Alex: The declining impact of aggregated startup funding data is good news

I went to university in Chicago when the city was at once feeling overlooked by the major American tech hubs and their denizens, and Groupon was blowing up. I attended Uber’s local launch party when the platform only offered black cars. It was a different world: A world in which Silicon Valley mattered most, New York City and Boston mattered some and the rest of the country was a blank space for venture capital activity.

Back then, changes to how one particular city or state was doing were important. And in the following years, things stayed mostly the same. Utah’s rise as a state that startups hired sales talent from was a trend. Then Utah kicked out a bunch of unicorns and became an established hub.

So too, Chicago, with its own crop of successful startups in recent years. And, frankly, Austin and LA and Atlanta and, well, you get the picture.

What this means is that TechCrunch’s dives into startup data have started to sound the same — or at least close enough for them to blur together — as every startup market at is growing at the same time as the number of startup markets has expanded to boot.

So, aggregated startup data by city, state or even nation, has become a retelling of good news of late. It’s all pretty much “up and to the right,” with minor fluctuations. This has led to data mattering less, as the delta between markets simply matters less than it once did. You can build anywhere today, and, therefore, you can mostly raise anywhere as well.

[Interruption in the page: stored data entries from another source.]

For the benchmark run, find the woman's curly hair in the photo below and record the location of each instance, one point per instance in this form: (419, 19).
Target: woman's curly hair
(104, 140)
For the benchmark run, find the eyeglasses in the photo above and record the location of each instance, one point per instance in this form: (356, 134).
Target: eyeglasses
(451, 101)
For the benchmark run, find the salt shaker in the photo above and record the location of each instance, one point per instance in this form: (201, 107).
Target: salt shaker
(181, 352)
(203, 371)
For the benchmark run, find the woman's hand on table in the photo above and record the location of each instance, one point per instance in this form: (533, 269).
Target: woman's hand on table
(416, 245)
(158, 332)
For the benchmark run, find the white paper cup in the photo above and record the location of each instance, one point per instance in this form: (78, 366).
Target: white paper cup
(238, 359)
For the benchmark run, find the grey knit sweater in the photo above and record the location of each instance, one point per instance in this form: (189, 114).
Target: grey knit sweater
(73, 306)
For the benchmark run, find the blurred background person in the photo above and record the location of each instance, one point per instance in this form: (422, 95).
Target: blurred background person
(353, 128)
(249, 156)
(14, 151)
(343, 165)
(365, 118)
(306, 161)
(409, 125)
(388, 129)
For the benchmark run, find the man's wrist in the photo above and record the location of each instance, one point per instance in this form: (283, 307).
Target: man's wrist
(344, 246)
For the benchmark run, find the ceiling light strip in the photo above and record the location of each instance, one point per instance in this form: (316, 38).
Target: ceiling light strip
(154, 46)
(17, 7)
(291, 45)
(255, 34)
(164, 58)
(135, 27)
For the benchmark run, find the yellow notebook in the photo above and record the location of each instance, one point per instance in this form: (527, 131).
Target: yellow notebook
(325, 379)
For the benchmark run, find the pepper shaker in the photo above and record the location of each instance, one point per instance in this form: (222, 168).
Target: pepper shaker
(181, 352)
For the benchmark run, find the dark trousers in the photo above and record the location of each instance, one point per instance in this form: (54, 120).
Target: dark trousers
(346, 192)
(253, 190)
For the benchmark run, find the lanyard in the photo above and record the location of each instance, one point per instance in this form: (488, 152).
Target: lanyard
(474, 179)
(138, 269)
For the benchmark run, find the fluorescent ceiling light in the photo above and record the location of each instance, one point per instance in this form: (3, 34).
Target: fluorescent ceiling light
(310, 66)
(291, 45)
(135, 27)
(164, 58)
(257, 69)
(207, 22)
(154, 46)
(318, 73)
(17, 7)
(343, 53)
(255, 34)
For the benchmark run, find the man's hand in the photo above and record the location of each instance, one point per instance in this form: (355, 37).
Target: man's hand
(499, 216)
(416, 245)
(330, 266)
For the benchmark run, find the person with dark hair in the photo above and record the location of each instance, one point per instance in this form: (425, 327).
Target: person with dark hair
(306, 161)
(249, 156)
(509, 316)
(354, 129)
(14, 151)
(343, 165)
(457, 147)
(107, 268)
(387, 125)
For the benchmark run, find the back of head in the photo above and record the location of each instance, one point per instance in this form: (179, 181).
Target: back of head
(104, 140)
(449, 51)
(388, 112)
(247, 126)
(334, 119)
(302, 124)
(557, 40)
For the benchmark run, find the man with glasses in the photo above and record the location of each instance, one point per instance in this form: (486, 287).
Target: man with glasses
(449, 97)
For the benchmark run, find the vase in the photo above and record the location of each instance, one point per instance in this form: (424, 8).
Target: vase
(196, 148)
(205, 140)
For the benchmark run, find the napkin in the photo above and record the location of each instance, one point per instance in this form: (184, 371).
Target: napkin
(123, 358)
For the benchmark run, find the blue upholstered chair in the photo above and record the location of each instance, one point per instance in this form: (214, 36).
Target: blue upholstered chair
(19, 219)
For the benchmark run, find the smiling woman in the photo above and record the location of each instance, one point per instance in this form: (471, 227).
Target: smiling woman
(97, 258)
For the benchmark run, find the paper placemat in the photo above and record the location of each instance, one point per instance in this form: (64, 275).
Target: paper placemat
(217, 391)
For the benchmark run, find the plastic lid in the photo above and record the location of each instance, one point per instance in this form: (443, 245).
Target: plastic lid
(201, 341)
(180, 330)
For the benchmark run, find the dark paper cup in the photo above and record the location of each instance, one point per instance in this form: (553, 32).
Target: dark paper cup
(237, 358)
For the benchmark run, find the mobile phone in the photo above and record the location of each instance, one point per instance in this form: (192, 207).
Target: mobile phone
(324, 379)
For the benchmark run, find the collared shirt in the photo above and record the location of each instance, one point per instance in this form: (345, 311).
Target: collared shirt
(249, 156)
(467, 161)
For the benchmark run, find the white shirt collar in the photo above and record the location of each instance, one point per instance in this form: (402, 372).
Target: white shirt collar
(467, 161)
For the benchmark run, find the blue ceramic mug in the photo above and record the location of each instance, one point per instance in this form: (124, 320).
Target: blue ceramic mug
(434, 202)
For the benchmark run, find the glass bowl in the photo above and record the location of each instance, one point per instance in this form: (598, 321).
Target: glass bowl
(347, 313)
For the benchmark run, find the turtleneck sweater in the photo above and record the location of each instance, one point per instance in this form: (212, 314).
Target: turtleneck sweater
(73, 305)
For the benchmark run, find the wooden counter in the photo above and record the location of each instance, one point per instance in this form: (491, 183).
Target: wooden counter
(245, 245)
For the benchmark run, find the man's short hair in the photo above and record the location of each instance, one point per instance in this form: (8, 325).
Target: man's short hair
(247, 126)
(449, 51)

Couple this to the trend that has become extra pronounced in the last year of startups building from day one with distributed teams, and where a startup is “based” has lost a lot of its meaning as well. Perhaps this means that global numbers or data stemming from larger geographic areas matters more than before?

All I can say is that parsing venture capital data on a time-series basis used to be somewhat exciting. Today it’s boring. I could write your Q4 reports now: In a groundbreaking set of results, venture capital activity turned in a strong fourth quarter, capping off a wild year for startups around the world. Record sums were raised in nearly every market. You get the idea.

And if we can guess it from a distance, is it really worth reporting on?